損失の補償
1 損失の補償
土地収用法は,公共の利益となる事業に必要とされる土地について,公共の利益増進と私有財産との調整を図ることによって国土の適正かつ合理的な利用に寄与することを目的としています。これを実現するために収用される財産に対する損失補償を決定することは,収用委員会の最も重要な任務です。
損失の補償とは,ひとことでいえば公共の利益となる事業により被収用者が負わされることになる財産上の損失を,社会の全員から徴収した税金で補償することにより,公的負担の平等の回復を図ることです。収用又は使用の裁決では,土地収用法の補償に関する規定に基づき,補償金額が決まります。
2 損失の補償の種類
損失の補償のうち主なものは,「土地等に関する補償」,「残地補償」,「移転料の補償」,「通常受ける損失の補償」です
権利取得裁決では,「土地等に関する補償」,「残地補償」を,明渡裁決では「移転料の補償」,「通常受ける損失の補償」を決定します。
土地等に関する補償
一般的にいう土地代のほか,地上権,賃借権等,土地に関する権利に対する補償も含みます。

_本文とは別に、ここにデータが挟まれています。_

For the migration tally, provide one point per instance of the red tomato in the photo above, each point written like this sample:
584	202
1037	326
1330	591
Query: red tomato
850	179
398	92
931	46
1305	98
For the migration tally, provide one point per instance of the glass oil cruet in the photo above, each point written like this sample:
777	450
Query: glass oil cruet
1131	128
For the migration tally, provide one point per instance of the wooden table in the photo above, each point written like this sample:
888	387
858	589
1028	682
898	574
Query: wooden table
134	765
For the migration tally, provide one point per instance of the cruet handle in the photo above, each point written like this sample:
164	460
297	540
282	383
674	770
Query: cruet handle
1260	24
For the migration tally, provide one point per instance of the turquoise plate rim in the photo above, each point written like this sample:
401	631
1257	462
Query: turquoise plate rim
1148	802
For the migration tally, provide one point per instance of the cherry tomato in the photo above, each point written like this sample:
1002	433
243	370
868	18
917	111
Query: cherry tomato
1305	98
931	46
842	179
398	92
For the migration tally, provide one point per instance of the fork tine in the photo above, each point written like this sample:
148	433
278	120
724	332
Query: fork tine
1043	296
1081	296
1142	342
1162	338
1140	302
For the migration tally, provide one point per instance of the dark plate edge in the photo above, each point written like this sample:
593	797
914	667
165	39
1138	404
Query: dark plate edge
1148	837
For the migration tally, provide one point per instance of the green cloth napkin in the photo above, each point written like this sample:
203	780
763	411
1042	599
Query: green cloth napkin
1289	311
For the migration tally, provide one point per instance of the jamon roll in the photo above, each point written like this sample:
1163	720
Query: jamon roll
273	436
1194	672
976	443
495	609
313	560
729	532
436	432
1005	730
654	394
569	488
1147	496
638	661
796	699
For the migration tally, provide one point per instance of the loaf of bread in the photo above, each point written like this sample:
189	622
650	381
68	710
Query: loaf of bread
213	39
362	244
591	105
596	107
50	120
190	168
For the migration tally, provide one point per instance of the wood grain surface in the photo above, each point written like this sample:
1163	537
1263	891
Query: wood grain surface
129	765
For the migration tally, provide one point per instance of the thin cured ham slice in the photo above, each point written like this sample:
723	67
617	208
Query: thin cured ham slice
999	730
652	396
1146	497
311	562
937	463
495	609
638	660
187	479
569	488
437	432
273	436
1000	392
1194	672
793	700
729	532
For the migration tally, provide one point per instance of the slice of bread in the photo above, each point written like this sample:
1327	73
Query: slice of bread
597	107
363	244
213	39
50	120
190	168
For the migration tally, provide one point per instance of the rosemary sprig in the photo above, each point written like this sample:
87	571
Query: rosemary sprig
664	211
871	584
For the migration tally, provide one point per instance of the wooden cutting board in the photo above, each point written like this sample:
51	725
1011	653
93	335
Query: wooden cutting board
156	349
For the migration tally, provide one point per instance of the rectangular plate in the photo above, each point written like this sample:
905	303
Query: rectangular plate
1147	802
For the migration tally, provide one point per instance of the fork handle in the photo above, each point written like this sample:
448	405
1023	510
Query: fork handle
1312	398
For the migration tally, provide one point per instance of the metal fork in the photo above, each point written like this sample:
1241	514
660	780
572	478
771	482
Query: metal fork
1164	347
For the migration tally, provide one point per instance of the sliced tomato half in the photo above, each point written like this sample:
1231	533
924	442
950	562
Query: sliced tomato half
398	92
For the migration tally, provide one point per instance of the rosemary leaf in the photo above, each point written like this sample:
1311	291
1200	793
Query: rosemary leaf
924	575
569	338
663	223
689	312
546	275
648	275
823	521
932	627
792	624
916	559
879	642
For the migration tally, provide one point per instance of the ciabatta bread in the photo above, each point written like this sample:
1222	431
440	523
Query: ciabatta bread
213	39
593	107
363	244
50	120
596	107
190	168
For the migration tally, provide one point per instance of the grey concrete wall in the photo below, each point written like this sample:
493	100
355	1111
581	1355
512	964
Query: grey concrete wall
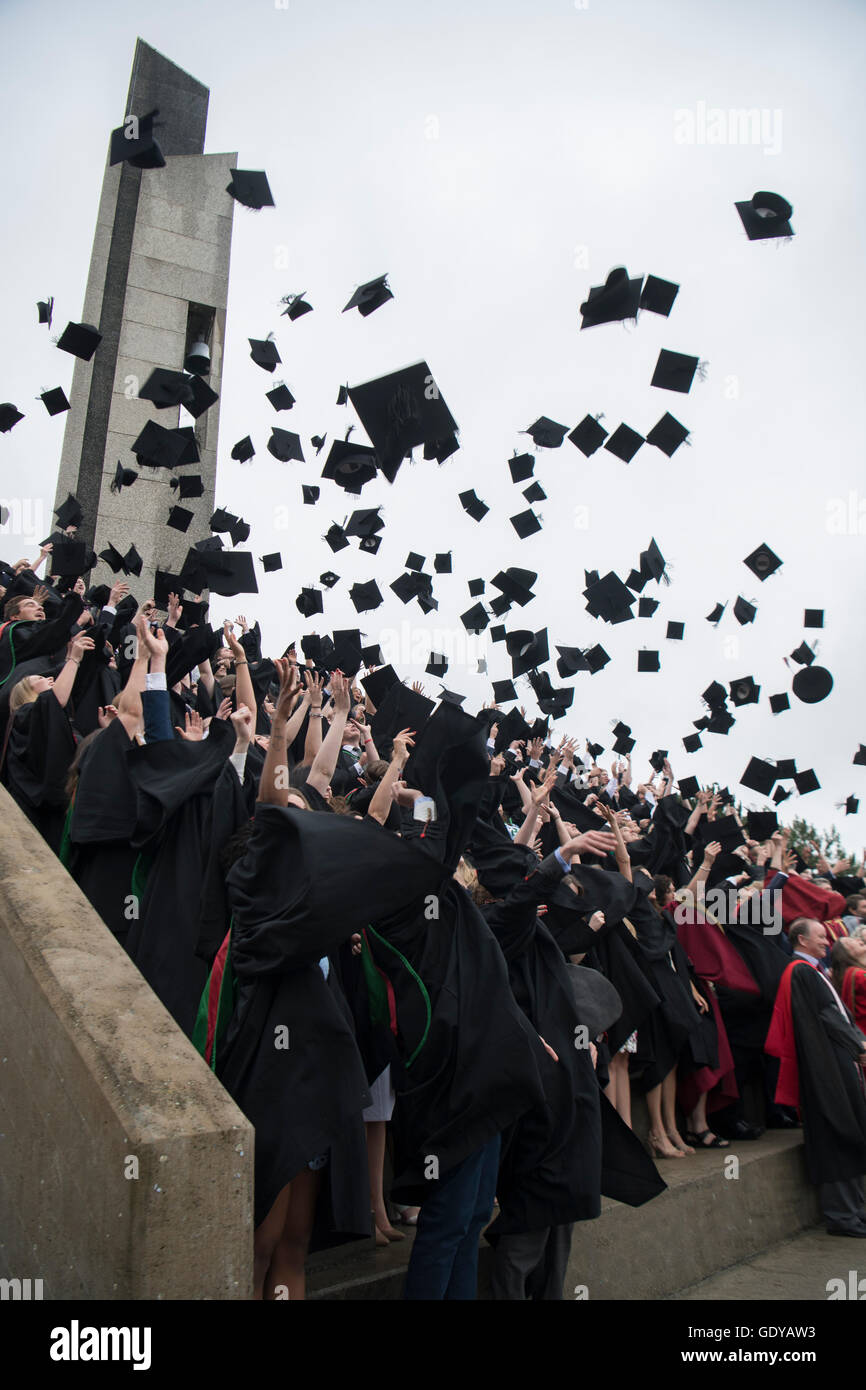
95	1073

この補償金の額は,近傍類地の取引価格等を考慮して決定され,事業認定の告示の時の相当な価格に,権利取得裁決の時までの物価の変動に応じた修正率を掛けて算定されます。
残地補償
同一の土地所有者に属する一団の土地の一部を収用し,又は使用することによって,残地の価格が減じる等,残地に関して損失が生じるときは,その損失が補償されます。
移転料の補償
収用される土地に建物,工作物,立木などの物件があるときには,これを移転するために要する費用(移転料)が補償されます。
通常受ける損失の補償
営業上の損失の補償,借家人補償など,土地を収用されることにより通常生じる損失が補償されます。
3 損失の補償の方法
損失の補償は,原則として金銭で補償することになっています。例外として替地による補償,移転の代行による補償などが認められる場合もあります。
また,収用委員会は,損失補償について起業者,土地所有者及び関係人が申し立てた範囲で裁決しなければなりません。
例えば土地所有者及び関係人の主張する補償額が起業者の見積額より大きい場合,起業者の見積りを下限とし,土地所有者及び関係人の主張する補償額を上限として裁決します。 これを当事者主義といいます。